Because Gonzalez’s complaint was unclear as to when he knew or should have known sufficient facts, its not clear at this time whether or not the claims are, in fact, time barred.
“Only ‘where it affirmatively appears on the face of the complaint that the action pleaded is barred by the statute of limitations, the defense can be raised by motion to dismiss,’” he wrote.
Judge Sheridan did agree to dismiss Gonzalez’s breach of warranty claims, which are governed by a four-year statute of limitations. That deadline starts tolling “when the breach occurs, regardless of the aggrieved party’s lack of knowledge of the breach,” the Order notes.
Ethicon’s Prolene Hernia System Patch consist of two layers of polypropylene connected by a polypropylene tube. Following implantation, the polypropylene triggers inflammatory reaction, which purportedly promotes healing and reduces the likelihood of hernia recurrence and chronic pain. However, a growing number of plaintiffs claim that this design is defective and actually creates an unreasonable risk of injury and harm, including pain, dense adhesion formation, organ complications, mesh shrinkage, hernia recurrence, seroma, fistula formation, and infection.

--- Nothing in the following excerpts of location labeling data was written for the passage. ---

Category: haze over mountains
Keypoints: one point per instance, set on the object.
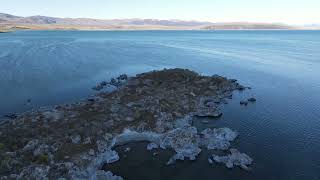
(44, 22)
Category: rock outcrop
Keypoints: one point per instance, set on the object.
(73, 141)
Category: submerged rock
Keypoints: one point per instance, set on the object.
(152, 146)
(218, 139)
(235, 158)
(252, 99)
(244, 102)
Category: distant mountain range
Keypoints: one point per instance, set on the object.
(8, 21)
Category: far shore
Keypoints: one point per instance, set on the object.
(9, 28)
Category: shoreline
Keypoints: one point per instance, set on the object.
(76, 140)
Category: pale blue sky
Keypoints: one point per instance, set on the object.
(285, 11)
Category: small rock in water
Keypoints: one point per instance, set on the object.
(152, 146)
(244, 102)
(11, 116)
(234, 159)
(252, 99)
(91, 152)
(75, 139)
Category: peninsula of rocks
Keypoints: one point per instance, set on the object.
(74, 141)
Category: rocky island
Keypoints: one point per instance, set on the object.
(74, 141)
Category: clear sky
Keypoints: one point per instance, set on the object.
(285, 11)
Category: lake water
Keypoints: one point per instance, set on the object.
(281, 131)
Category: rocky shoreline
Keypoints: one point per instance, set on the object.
(74, 141)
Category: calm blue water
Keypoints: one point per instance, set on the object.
(281, 131)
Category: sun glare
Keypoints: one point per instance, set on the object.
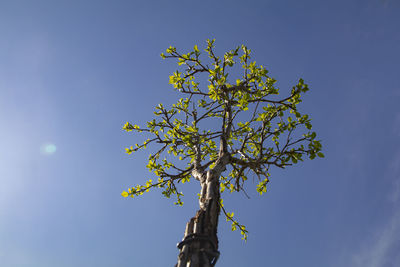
(48, 149)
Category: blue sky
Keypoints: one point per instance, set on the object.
(73, 72)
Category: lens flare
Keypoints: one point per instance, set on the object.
(48, 149)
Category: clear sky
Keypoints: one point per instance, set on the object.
(73, 72)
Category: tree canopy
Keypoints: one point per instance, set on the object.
(230, 115)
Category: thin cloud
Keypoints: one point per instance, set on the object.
(380, 251)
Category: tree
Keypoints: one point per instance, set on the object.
(219, 135)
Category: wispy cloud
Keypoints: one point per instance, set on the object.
(381, 250)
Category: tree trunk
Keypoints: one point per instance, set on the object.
(199, 247)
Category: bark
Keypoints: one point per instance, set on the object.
(199, 247)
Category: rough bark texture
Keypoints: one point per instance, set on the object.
(199, 247)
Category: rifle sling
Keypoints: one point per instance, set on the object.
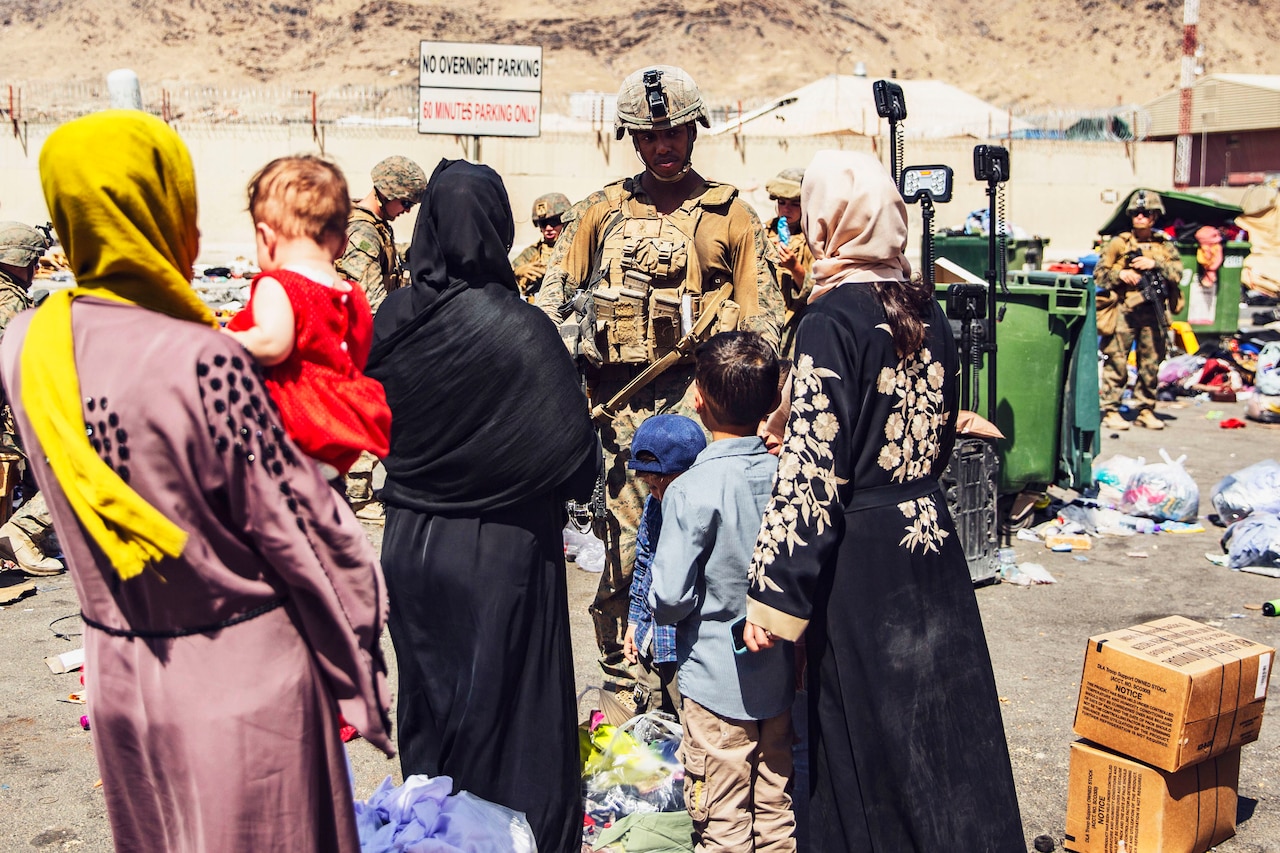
(604, 413)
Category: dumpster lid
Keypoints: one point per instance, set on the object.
(1178, 205)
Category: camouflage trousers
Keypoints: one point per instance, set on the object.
(360, 479)
(1136, 327)
(671, 392)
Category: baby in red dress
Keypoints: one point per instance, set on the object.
(310, 329)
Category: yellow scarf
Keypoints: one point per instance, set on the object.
(120, 191)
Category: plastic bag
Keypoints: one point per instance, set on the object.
(1251, 489)
(1266, 381)
(1179, 368)
(1253, 542)
(632, 767)
(423, 815)
(1118, 470)
(1264, 409)
(1162, 491)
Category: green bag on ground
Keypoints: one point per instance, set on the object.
(649, 833)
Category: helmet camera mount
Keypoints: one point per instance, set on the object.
(653, 95)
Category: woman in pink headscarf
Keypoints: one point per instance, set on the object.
(859, 553)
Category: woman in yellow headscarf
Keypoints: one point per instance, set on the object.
(232, 603)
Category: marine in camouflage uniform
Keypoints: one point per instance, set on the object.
(530, 265)
(728, 245)
(1127, 319)
(796, 284)
(370, 260)
(27, 537)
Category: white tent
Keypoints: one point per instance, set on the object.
(844, 104)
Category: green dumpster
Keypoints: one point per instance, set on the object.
(1215, 309)
(1210, 310)
(970, 252)
(1046, 381)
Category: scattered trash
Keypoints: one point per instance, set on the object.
(1253, 542)
(1031, 573)
(424, 815)
(67, 661)
(584, 548)
(1180, 527)
(1068, 542)
(1162, 491)
(16, 592)
(1251, 489)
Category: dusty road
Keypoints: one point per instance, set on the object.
(1037, 637)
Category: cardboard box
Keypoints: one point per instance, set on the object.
(1173, 692)
(1112, 799)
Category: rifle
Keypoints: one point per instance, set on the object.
(1153, 291)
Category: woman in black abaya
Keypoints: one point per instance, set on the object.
(859, 553)
(489, 437)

Ethicon is also facing thousands of lawsuits over Physiomesh Flexible Composite mesh, another polypropylene product that was withdrawn from the market in March 2016 due to high rate of hernia recurrence. Most of those Ethicon hernia mesh lawsuits are undergoing centralized pretrial proceedings in the U.S. District Court, Northern District of Georgia, where trials are tentatively scheduled to begin next April.